Subject: Re: ipf and ipnat and unrelated 1.4.2 Observations
To: Steve <stevep@mccue.com>
From: Manuel Bouyer <bouyer@antioche.lip6.fr>
List: port-i386
Date: 04/12/2000 10:33:05
On Tue, Apr 11, 2000 at 12:50:23PM -0700, Steve wrote:
> Greetings, two things:
> 
> IPF/IPNAT-
> Although not specifically port-i386 specific, is there
> any documentation on ordering of  ipf and ipnat ?
> 
> It appears ipnat is layered below ipf, such that
> rdr's placed in ipnat bypass any blocks set in
> ipf.  Is this the implemented architecture?
> such that ipnat: rdr de0 0/0 port 2000 -> 10.0.0.1 port 25
> overrides ipf:
> block in log quick from any to any port = 2000
> block out log quick from any port = 2000 to any 

Yes, this is true.

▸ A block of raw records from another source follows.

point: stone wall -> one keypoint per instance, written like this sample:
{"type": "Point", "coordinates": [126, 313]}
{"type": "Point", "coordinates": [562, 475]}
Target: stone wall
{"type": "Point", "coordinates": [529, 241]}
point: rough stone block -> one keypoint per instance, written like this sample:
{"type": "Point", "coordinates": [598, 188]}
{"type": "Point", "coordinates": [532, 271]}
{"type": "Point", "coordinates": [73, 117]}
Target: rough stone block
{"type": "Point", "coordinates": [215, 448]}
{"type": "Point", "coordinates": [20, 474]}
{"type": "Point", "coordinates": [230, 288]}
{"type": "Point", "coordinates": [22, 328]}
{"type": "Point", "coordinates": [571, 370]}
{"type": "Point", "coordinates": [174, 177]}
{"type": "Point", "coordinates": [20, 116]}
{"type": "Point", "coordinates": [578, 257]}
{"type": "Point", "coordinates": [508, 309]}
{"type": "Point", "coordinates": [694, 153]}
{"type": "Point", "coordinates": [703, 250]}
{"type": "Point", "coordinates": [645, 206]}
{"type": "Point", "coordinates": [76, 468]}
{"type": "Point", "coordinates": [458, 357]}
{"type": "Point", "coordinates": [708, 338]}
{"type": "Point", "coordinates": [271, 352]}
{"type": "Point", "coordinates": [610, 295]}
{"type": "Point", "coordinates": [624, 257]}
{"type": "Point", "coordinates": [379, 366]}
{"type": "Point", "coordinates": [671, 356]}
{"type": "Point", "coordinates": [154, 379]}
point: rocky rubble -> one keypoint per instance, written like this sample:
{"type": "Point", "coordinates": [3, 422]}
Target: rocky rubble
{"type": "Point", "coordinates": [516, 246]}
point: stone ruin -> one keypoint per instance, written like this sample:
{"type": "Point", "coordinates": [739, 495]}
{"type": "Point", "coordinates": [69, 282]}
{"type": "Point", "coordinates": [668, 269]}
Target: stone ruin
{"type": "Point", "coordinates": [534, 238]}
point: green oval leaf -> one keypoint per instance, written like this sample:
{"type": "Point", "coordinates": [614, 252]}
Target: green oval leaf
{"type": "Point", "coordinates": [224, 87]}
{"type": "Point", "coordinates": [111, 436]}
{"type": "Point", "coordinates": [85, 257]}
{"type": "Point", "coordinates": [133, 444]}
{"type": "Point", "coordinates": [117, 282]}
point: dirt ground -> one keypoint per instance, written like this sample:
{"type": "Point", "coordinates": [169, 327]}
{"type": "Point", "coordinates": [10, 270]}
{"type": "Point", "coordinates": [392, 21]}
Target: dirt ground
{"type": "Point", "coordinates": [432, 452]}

You have to block port 25 instead.

> 
> 1.4.2-
> My observations are as follows:
> - rl0 support is fantastic.  This truly makes NetBSD a 
> reality for running in professional environments.  Words 
> can not describe how relieving it is to know that a smoked
> 100base NIC can now be replaced by running to a
> local dealer to get a new card.  My much coveted
> rack of 2-3 Netgears no longer requires hellhounds to
> guard or penalty of death for taking one for non BSD use. ;)
> 
> - install.  When starting the network, can the timeout
> be increased?  I can never get a net install to work as
> the ping times out before most cards init.  If I ctrl-Z and
> ifconfig/ping, it might be 10-15 seconds before the
> ping replies start and work.  I'd suggest changing the ping 
> options for dns and gateway timeout up to like 30 seconds.
> For the installs I have performed, I had to ctrl-z, ifconfig/ping
> then ifconfig delete, fg and try again over and over.  After about
> the 3rd or 4th try, the card inits faster and it gets by this.

What kind of network hardware do you have ?
I've seen this with cisco switches, which takes a long time to
init when the ink comes up. Disabling a few fancy discovery protocols on the
cisco solved the problem.
But I agree, sysinst could be smarter for such cases.